Soldat de papier, c’est le titre de cette chanson russe sur un soldat qui s’est brûlé en voulant changer le monde… Dania, lui, s’est cramé à vouloir toucher les étoiles. Le protagoniste du film, Daniel Pokrovski de son vrai nom, superviseur pour l’entraînement des cosmonautes, est un simple médecin. Pourquoi simple ? Parce que Alexeï Guerman Jr. a délibérément choisi de réduire en cendres le mythe de la conquête spatiale, d’abattre les grandes statues héroïques pour exposer les hommes ordinaires cachés dans leur ombre.

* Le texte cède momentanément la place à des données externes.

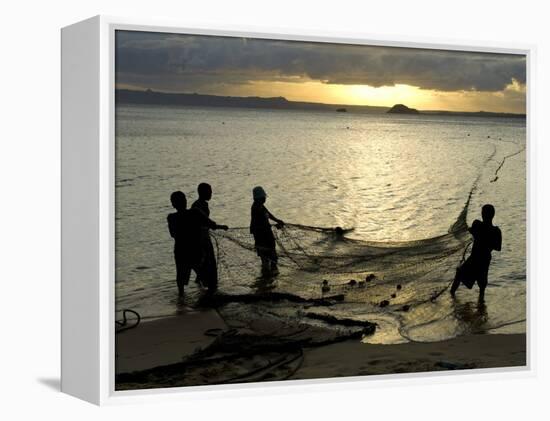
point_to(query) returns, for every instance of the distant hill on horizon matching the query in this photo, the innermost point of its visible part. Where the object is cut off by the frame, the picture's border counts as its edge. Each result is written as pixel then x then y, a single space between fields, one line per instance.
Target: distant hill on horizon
pixel 149 97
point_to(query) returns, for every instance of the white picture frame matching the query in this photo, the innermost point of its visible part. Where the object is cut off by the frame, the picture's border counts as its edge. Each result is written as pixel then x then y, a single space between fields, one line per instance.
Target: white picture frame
pixel 88 162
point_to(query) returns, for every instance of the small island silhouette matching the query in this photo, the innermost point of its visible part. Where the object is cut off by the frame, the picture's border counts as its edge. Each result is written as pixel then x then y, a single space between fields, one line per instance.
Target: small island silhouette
pixel 402 109
pixel 150 97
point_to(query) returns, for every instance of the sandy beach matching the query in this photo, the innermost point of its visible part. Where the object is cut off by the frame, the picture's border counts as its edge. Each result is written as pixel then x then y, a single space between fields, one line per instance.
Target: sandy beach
pixel 185 350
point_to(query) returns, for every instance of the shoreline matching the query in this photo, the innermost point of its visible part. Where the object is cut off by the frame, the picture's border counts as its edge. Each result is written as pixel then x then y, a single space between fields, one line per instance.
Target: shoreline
pixel 199 348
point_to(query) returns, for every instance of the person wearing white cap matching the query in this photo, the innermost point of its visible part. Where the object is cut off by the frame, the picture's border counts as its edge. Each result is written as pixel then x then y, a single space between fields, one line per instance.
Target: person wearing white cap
pixel 260 228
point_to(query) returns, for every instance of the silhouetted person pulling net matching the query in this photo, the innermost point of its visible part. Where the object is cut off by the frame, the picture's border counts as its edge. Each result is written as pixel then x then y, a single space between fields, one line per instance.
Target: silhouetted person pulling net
pixel 185 234
pixel 487 238
pixel 207 271
pixel 260 228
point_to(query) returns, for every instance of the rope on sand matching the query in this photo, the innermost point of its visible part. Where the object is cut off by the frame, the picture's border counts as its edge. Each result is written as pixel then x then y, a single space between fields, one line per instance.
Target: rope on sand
pixel 122 325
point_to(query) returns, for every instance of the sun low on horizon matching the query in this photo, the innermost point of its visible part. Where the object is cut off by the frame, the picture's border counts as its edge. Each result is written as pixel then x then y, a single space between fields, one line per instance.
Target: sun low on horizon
pixel 322 73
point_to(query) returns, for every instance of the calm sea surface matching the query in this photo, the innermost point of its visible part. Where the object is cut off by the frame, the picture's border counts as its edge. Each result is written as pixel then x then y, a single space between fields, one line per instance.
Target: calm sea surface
pixel 391 178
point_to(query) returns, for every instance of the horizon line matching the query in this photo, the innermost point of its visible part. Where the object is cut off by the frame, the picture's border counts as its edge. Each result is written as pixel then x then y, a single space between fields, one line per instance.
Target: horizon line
pixel 312 102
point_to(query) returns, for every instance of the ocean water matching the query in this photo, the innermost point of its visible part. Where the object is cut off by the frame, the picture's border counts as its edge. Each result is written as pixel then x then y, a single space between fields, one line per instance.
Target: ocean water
pixel 404 186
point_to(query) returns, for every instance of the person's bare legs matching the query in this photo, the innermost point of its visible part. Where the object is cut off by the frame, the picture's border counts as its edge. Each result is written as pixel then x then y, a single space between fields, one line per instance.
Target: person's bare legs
pixel 454 287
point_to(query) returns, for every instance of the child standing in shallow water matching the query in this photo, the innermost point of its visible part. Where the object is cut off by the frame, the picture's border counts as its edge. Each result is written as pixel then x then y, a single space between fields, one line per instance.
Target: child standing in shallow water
pixel 260 228
pixel 487 238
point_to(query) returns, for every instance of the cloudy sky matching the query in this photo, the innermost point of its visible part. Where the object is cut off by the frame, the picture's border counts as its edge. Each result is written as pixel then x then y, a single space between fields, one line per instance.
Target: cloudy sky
pixel 319 72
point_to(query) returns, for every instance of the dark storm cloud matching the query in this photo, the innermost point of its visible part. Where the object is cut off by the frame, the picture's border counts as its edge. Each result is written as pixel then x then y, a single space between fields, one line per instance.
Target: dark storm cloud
pixel 177 62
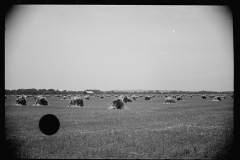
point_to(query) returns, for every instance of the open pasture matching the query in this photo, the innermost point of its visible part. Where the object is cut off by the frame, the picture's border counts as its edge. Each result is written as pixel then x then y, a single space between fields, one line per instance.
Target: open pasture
pixel 195 128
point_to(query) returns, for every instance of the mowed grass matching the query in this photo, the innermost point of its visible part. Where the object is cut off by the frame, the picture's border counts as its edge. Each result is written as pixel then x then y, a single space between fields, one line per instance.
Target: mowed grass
pixel 191 129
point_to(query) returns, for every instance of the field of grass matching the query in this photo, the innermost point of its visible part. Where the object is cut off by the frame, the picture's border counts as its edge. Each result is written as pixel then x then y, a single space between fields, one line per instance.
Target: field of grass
pixel 191 129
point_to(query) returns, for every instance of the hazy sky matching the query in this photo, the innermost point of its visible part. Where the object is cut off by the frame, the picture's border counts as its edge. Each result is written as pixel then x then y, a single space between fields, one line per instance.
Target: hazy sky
pixel 78 47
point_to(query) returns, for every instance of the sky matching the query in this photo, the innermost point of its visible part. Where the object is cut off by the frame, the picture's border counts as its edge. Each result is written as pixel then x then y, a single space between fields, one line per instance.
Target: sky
pixel 79 47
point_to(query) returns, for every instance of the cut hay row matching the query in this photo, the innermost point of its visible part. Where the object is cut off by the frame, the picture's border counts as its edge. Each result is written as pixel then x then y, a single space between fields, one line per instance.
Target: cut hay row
pixel 152 130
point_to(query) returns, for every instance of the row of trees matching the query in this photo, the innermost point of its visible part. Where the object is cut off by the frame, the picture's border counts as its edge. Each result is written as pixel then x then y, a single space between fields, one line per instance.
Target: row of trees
pixel 34 91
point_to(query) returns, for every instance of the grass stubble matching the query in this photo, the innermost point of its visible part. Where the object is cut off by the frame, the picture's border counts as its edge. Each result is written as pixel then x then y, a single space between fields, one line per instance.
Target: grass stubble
pixel 190 129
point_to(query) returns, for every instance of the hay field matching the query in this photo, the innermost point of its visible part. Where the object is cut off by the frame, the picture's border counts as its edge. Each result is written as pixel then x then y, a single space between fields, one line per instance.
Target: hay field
pixel 191 129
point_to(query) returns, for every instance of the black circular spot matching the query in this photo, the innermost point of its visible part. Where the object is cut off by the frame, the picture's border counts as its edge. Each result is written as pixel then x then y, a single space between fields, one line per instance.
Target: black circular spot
pixel 49 124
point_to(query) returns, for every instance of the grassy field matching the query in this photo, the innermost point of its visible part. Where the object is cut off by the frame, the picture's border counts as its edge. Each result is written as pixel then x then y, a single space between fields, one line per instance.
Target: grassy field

Si Youri Gagarine n’est qu’un personnage secondaire, Dania, lui, est l’anti-héros vulnérable, tiraillé entre deux femmes. L’une, Nina, incarne la vie douce, heureuse et insouciante qu’il aurait pu avoir – bébé, datcha, etc. L’autre, Vera, représente son attachement à la science, auquel il s’est offert pieds et poings liés, conscient des risques encourus par ses hommes. 1961 : le compte à rebours de son implosion a commencé. Staline est bel et bien mort depuis huit ans, mais son fantôme rode encore dans les étendues de vase boueuse qui leurs servent de base de lancement. La Russie a besoin d’un nouveau dessein : le ciel fera office de trophée.

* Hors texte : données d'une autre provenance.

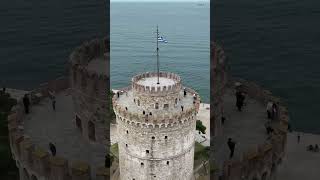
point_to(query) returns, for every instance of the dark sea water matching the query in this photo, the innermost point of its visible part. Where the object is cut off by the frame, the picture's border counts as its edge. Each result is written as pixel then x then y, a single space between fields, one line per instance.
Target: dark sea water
pixel 36 37
pixel 277 44
pixel 133 42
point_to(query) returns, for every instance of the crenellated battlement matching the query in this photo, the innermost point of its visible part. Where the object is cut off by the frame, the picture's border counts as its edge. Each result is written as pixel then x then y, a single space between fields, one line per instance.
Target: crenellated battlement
pixel 165 86
pixel 159 120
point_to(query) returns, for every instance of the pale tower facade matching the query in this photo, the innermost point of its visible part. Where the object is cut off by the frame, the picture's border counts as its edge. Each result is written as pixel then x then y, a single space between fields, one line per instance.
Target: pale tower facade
pixel 156 119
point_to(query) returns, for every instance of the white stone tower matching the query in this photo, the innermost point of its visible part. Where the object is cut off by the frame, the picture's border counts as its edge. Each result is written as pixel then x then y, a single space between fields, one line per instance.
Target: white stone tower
pixel 156 127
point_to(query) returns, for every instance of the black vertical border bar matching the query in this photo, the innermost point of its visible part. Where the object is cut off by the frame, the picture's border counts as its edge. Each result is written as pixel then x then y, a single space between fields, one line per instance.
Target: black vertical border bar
pixel 212 86
pixel 108 121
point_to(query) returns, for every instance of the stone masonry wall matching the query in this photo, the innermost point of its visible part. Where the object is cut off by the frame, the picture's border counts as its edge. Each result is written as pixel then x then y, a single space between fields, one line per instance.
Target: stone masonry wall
pixel 35 162
pixel 219 79
pixel 260 162
pixel 159 147
pixel 89 89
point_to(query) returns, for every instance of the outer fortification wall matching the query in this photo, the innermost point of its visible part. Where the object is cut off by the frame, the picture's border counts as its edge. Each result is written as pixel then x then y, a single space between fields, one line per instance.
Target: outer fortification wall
pixel 219 70
pixel 260 162
pixel 34 162
pixel 89 89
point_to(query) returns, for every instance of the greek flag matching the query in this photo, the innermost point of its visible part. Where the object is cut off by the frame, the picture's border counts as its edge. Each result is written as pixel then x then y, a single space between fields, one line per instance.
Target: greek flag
pixel 161 39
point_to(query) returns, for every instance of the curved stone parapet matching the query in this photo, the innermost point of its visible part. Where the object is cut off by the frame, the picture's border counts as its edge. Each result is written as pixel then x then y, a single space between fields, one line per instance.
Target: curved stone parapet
pixel 33 161
pixel 156 90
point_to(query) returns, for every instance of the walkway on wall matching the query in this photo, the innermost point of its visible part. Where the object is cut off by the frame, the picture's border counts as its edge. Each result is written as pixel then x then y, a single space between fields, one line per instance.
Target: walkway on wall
pixel 246 127
pixel 44 125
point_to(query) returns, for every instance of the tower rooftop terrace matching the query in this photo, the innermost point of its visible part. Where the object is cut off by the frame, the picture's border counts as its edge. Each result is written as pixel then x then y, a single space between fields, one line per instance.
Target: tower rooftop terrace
pixel 152 81
pixel 126 99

Les tableaux d’une élégance romantique et d’une beauté allégorique souvent marquantes, ou encore ces extravagants cosmonautes en combinaison pataugeant dans un no man’s land de gadoue, ne suffisent toutefois pas à donner corps à ce film noyé dans des dialogues stylisés au point d’en devenir péniblement empruntés. L’emphase lourdement chargée en symboles, et qui passerait très bien dans une pièce de Tchekhov, se boursoufle à l’écran jusqu’à explosion de l’harmonie d’ensemble. En résulte la sensation d’une course à l’effet le plus pompeux. Chaque geste devient prétexte à dissertation, comme, par exemple, cet irrépressible besoin de faire de la bicyclette, relique dérisoire d’une technologie vieillote, renvoyant aussi probablement à l’enfance ou la folie (le petit vélo dans la tête?), mais qui tombe trop souvent comme un cheveu sur la soupe. Le revers de la médaille : on finit par ressentir la somptueuse mise en image comme une pose artificielle emplie d’autosatisfaction.
Faute de pouvoir s’arrimer à cet exposé brouillon, on reste donc spectateur de cette ébauche de récit, peut-être métaphore de notre incapacité à édifier de nouveaux mythes ou à rebâtir de grandes épopées. A l’image, finalement, de la pragmatique Nina, qui, dix ans plus tard, pense toujours et avant tout à réparer son parapluie. Si c’était son but, alors Alexeï Guerman Jr. a réussi à élever une bien jolie ruine.